Ia mengutip data Badan Pusat Statistik (BPS) tahun 2021 bahwa kebun kopi terluas di Kalimantan berada di Kalbar yakni mencapai 12.000 hektare.

"Petani (kopi) paling banyak Kalbar, produksi paling banyak Kalbar. Kenapa (kopi) Kalimantan Barat gak masuk?" ungkapnya pada acara Festival Kopi Nusantara, Jumat (3/2).

Iwan, sapaan akrabnya, merupakan pendiri Kopi Jago Jalanan (Kojal) yang mengangkat kopi liberika dari Kabupaten Kayong Utara di Kalimantan Barat.

Baca juga: Buku Jurnal Kopi Nusantara Potret Kopi dari Hulu ke Hilir

Kojal terdiri dari penggiat kopi dan petani kopi dari hulu hulu ke hilir untuk mengembangkan kopi liberika kayong utara. Iwan menjelaskan, liberika merupakan salah satu kopi yang sangat tepat untuk dibudidayakan dan dikembangkan di dataran rendah.

Menurut Iwan, selama ini masih banyak para petani yang salah persepsi dalam menanam kopi. "(Mindset-nya), mana yang lebih menguntungkan? Tidak, mana yang lebih tepat yang bisa menghasilkan lebih baik.

Lagi rame arabika, semua nanam arabika. Lagi rame robusta, semua nanam robusta," jelasnya.

Padahal, pemerintah sudah memberikan panduan good agriculture practice (GAP) terkait ada kesesuaian lahan.

Mulai dari 0 mdpl sampai 200-300 mdpl paling cocok ditanam kopi liberika. Lalu, 400-800 mdpl adalah tempat tumbuh robusta dan 800 mdpl ke atas ialah arabika.

"Jadi jangan mentang-mentang di Papua kopinya paling mahal sampai Rp1,5 juta per kilogram, petani yang di daerah pantai mau nanam arabika juga. Gak mungkin," ujarnya.

Karena itu, lanjutnya, petani butuh edukasi untuk bisa memilih jenis kopi apa yang tepat. Pasalnya, Indonesia selama ini selalu membuat brand image "kopi pegunungan". Padahal ada juga kopi yang ditanam pada dataran rendah.

Meskipun bukan di daerah pegunungan, tapi Iwan yakin liberika akan mendapatkan tempat. Contohnya pada 2 Oktober tahun lalu, dirinya iseng mengirim sampel kopi liberika kayong utara ke Spanyol, melalui ajang World Coffee Challenge.

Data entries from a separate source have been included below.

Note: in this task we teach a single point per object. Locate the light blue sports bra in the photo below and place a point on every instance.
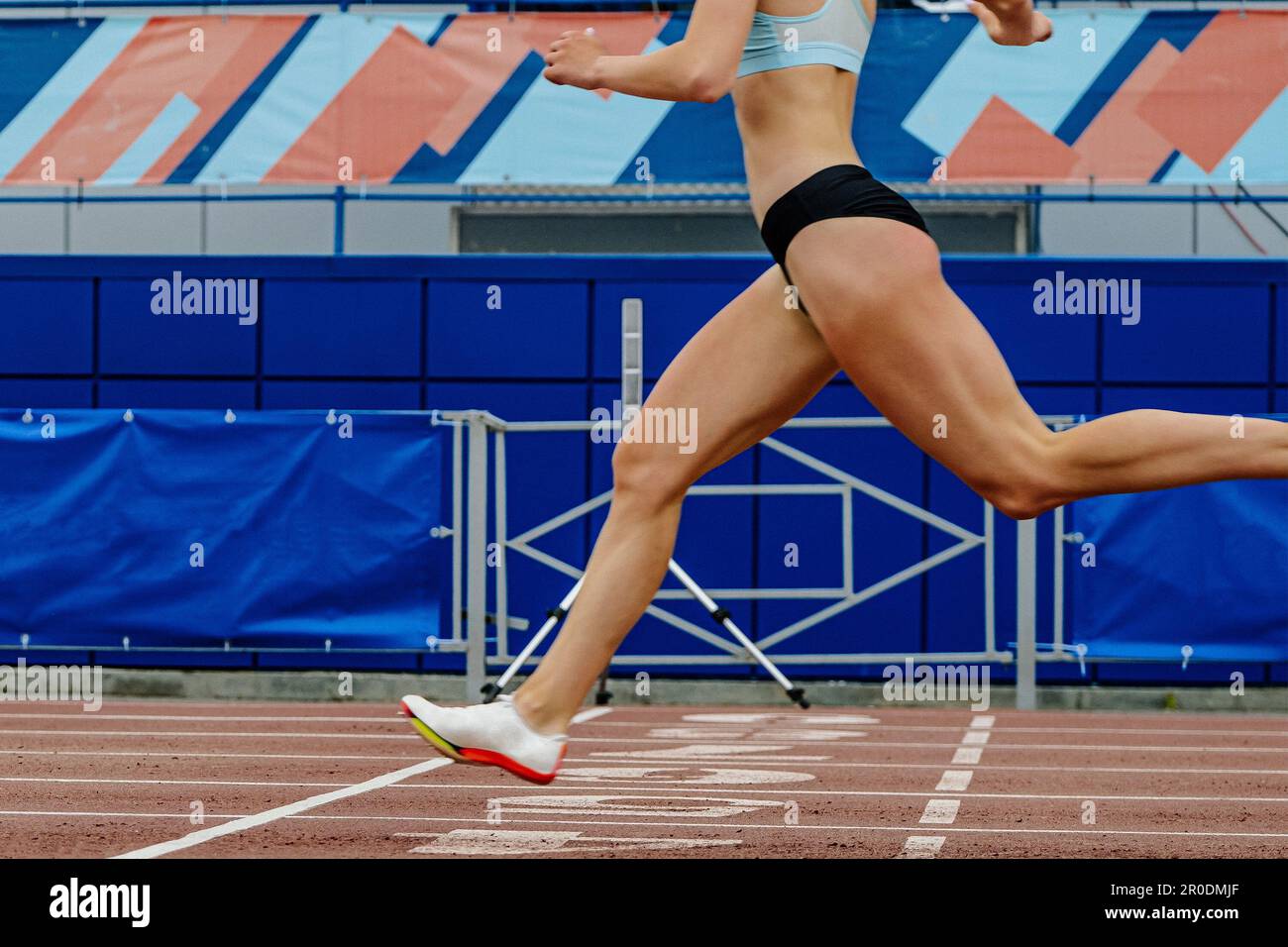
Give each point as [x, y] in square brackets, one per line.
[833, 35]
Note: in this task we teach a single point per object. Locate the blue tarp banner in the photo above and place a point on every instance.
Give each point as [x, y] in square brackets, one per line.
[1205, 567]
[308, 530]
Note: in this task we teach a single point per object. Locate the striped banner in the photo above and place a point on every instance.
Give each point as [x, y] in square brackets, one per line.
[1122, 95]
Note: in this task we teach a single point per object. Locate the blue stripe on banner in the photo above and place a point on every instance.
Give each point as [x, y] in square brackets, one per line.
[77, 73]
[33, 52]
[196, 159]
[905, 55]
[428, 166]
[559, 134]
[150, 146]
[1158, 26]
[1167, 166]
[1021, 77]
[442, 27]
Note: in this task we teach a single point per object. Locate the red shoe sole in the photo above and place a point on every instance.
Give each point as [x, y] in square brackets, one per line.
[483, 758]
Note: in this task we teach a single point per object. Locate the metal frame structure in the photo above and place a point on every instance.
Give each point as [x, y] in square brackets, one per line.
[484, 429]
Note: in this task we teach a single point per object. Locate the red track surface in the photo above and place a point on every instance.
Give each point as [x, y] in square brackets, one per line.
[644, 783]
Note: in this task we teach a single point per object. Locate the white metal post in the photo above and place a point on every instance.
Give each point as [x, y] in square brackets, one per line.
[476, 570]
[1025, 613]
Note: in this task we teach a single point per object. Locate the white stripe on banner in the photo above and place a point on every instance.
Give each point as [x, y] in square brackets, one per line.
[64, 88]
[558, 134]
[321, 65]
[150, 146]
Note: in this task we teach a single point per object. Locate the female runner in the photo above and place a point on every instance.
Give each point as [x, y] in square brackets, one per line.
[871, 302]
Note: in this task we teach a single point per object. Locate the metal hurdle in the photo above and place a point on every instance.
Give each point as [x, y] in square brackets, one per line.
[482, 475]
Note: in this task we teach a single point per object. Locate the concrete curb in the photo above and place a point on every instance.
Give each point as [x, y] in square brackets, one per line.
[331, 685]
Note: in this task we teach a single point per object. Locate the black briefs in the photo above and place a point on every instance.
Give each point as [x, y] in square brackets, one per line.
[836, 191]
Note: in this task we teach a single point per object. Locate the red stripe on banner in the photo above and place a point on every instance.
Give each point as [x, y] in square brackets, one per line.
[1119, 146]
[159, 63]
[1004, 145]
[222, 86]
[411, 94]
[1222, 84]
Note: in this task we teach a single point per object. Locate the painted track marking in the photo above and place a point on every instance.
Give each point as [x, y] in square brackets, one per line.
[921, 847]
[283, 810]
[974, 830]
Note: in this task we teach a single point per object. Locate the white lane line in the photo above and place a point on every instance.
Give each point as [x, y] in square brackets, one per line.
[593, 712]
[167, 783]
[774, 826]
[921, 847]
[235, 735]
[643, 787]
[695, 761]
[875, 745]
[213, 718]
[954, 781]
[943, 812]
[283, 810]
[940, 812]
[382, 758]
[940, 728]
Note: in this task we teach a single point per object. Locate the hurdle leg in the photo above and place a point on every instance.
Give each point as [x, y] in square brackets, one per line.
[492, 690]
[721, 617]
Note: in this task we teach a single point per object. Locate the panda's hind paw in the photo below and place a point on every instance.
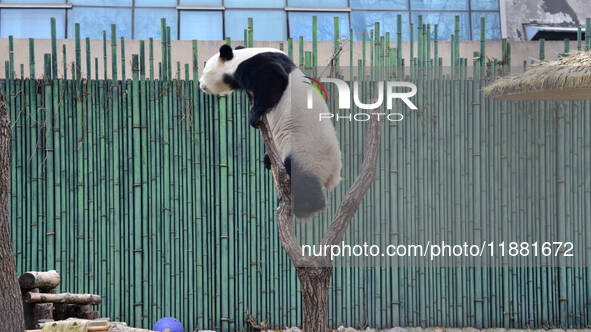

"Alhamdulillah kita dapat juara 1 kategori alternativo. Dapat penghargaan best alternatif coffee in the world," ujarnya.

Namun, Iwan masih menyayangkan jenis kopi liberika masih disebut kopi alternatif, tidak seperti arabika dan robusta yang disebut sesuai namanya. "Liberika masuk kategori alternativo. Alternatif bro, why?" ujarnya.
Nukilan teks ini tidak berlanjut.